Training ALBERT from scratch with Distributed Training

Hello. I am currently trying to train an ALBERT model from scratch, using domain-specific data. I have around 4,8GB of text to use as a training dataset. I have at my disposal 2 nodes, each with 4 V100 GPUs. Here is my code:

import sentencepiece as spm
import transformers
import torch
import tokenizers
from nlp import load_dataset

dataset_f = "dataset.txt" # file that contains the dataset

""" IF  YOU WANT TO TRAIN A NEW TOKENIZER """
# spm.SentencePieceTrainer.train(input=dataset_f, model_prefix="tokenizer", vocab_size=30000)
""" IF  YOU ALREADY HAVE ONE """
tokenizer = transformers.AlbertTokenizer.from_pretrained("tokenizer.model")

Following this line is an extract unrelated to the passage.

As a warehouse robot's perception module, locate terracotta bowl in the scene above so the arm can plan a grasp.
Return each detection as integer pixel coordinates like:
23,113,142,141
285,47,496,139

config = transformers.AlbertConfig.from_pretrained("albert_config.json")
model = transformers.AlbertForMaskedLM(config=config)

dataset = load_dataset('nlp/text.py', data_files={'train':[dataset_f]})

dataset = dataset['train'].map(lambda sentence: tokenizer.__call__(sentence['text']),
                      batched=True)

dataset_mod = []
for item in dataset['input_ids']:
    dataset_mod.append(torch.tensor(item))

data_collator = transformers.DataCollatorForLanguageModeling(
    tokenizer=tokenizer, mlm=True, mlm_probability=0.15
)

training_args = transformers.TrainingArguments(
    output_dir="./model",
    overwrite_output_dir=True,
    num_train_epochs=1,
    per_gpu_train_batch_size=16,        
    save_steps=10000,
    save_total_limit=2,
)

trainer = transformers.Trainer(
    model=model,
    args=training_args,
    train_dataset=dataset_mod,
    data_collator=data_collator,
    prediction_loss_only=True,
)


trainer.train()
trainer.save_model("./model")

I’m only using one epoch as to see if the process is working.
I then launch 8 processes (4 in each node, i.e 1 per GPU), using these commands:
1. SINGULARITYENV_CUDA_VISIBLE_DEVICES=$RANK
2. python -m torch.distributed.launch --nproc_per_node=1 --nnodes=8 --node_rank=$RANK --master_addr=$MASTER --master_port=$MASTER_PORT pretrain.py

From what I can observe using “nvidia-smi” command, this is not working (as I intended). What is happening is that each process is doing the whole code. And the processes aren’t operating concurrently, the first one starts and ends, then comes the second one, and so on.

I am using:

Thank in advance for any help, it’s much appreciated.